In deze zaak heeft het Gerechtshof Amsterdam op 3 augustus 2021 uitspraak gedaan in hoger beroep over de rechtsmacht van de Nederlandse rechter in een geschil tussen een man en een vrouw, die in het verleden een echtscheidingsconvenant hebben gesloten. De man, wonende op Curaçao, heeft hoger beroep ingesteld tegen een vonnis van de rechtbank Noord-Holland, waarin de rechtbank oordeelde dat de Nederlandse rechter bevoegd was om kennis te nemen van de vorderingen van de vrouw. De vrouw had de man aangesproken op zijn verplichtingen uit het echtscheidingsconvenant, met betrekking tot de verevening van pensioenrechten. De rechtbank baseerde haar oordeel op artikel 6 onder a van het Wetboek van Burgerlijke Rechtsvordering, omdat de vorderingen van de vrouw voortvloeien uit een overeenkomst die in Nederland moet worden uitgevoerd.

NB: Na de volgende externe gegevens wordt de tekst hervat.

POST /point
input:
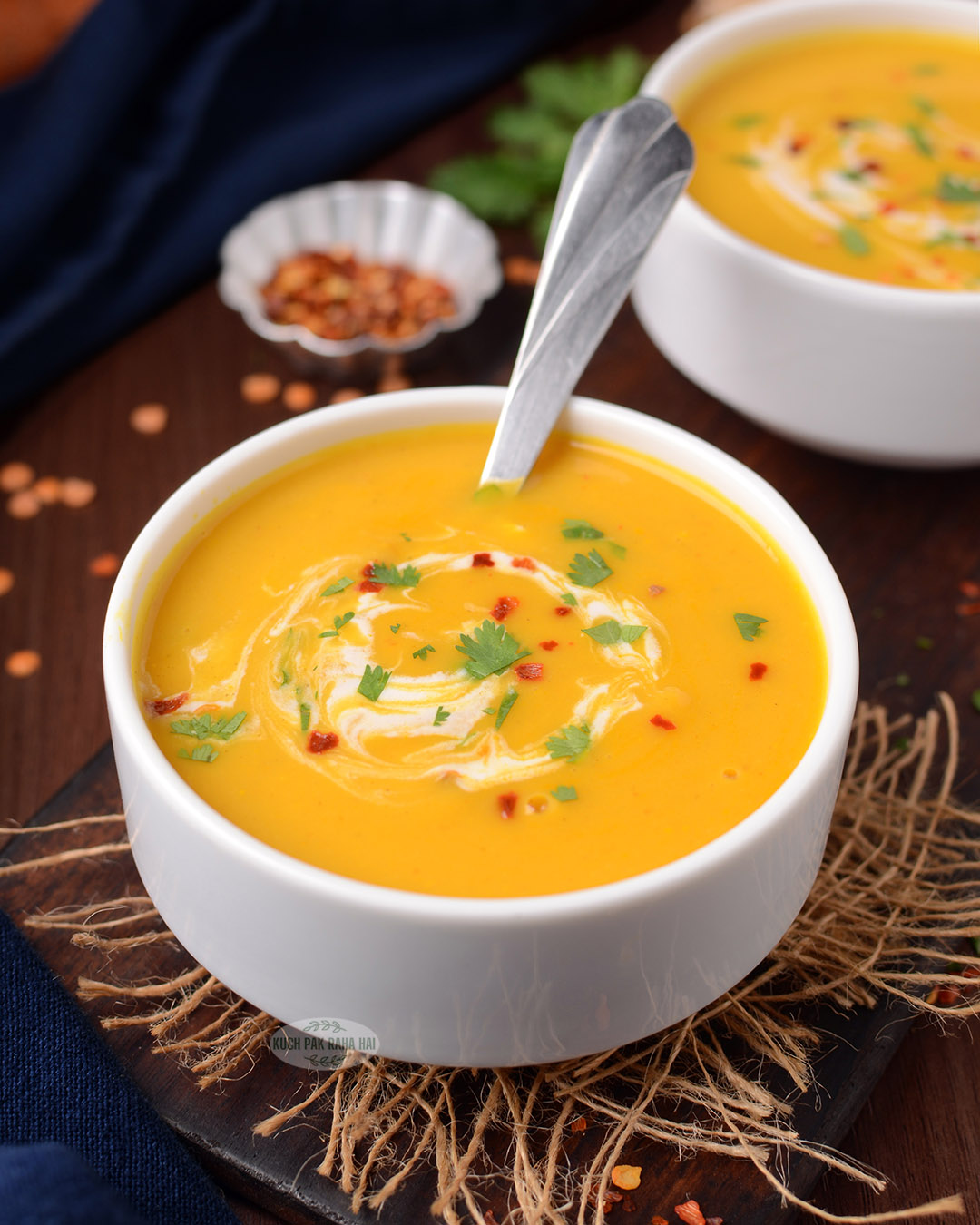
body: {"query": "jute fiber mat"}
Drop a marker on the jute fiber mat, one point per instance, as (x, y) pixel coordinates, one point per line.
(895, 913)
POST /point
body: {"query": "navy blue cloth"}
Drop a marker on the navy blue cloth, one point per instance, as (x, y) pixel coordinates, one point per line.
(161, 122)
(79, 1143)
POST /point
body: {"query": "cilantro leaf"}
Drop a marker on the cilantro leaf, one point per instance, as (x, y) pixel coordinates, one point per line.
(199, 753)
(957, 190)
(490, 650)
(581, 529)
(339, 585)
(588, 571)
(750, 626)
(338, 623)
(505, 707)
(373, 682)
(569, 742)
(381, 573)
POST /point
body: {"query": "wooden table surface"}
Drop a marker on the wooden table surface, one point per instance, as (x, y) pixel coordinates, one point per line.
(900, 542)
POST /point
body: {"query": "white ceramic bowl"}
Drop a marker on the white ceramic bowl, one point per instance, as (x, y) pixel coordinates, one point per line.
(475, 982)
(387, 220)
(868, 371)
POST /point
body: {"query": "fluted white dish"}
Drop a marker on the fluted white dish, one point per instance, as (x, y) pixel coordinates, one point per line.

De man betwistte de rechtsmacht van de Nederlandse rechter en stelde dat de rechtbank ten onrechte had geoordeeld dat de Nederlandse rechter bevoegd was. Hij voerde aan dat de afspraken in het echtscheidingsconvenant niet voldoende waren om rechtsmacht te vestigen. Het hof heeft de grieven van de man behandeld en geconcludeerd dat de Nederlandse rechter inderdaad rechtsmacht heeft, omdat de vorderingen van de vrouw voortvloeien uit het echtscheidingsconvenant en de vrouw in Nederland woont. Het hof heeft de eerdere vonnissen van de rechtbank bekrachtigd en de man veroordeeld in de kosten van het geding.
De uitspraak benadrukt het belang van de rechtsmacht van de Nederlandse rechter in zaken die verband houden met pensioenverevening na echtscheiding, vooral wanneer een van de partijen in het buitenland woont. Het hof bevestigt dat de afspraken in het echtscheidingsconvenant bindend zijn en dat de man verplicht is om de nodige maatregelen te treffen om de pensioenverevening te effectueren, ook al heeft hij niet tijdig de benodigde formulieren ingediend bij de pensioenverzekeraar.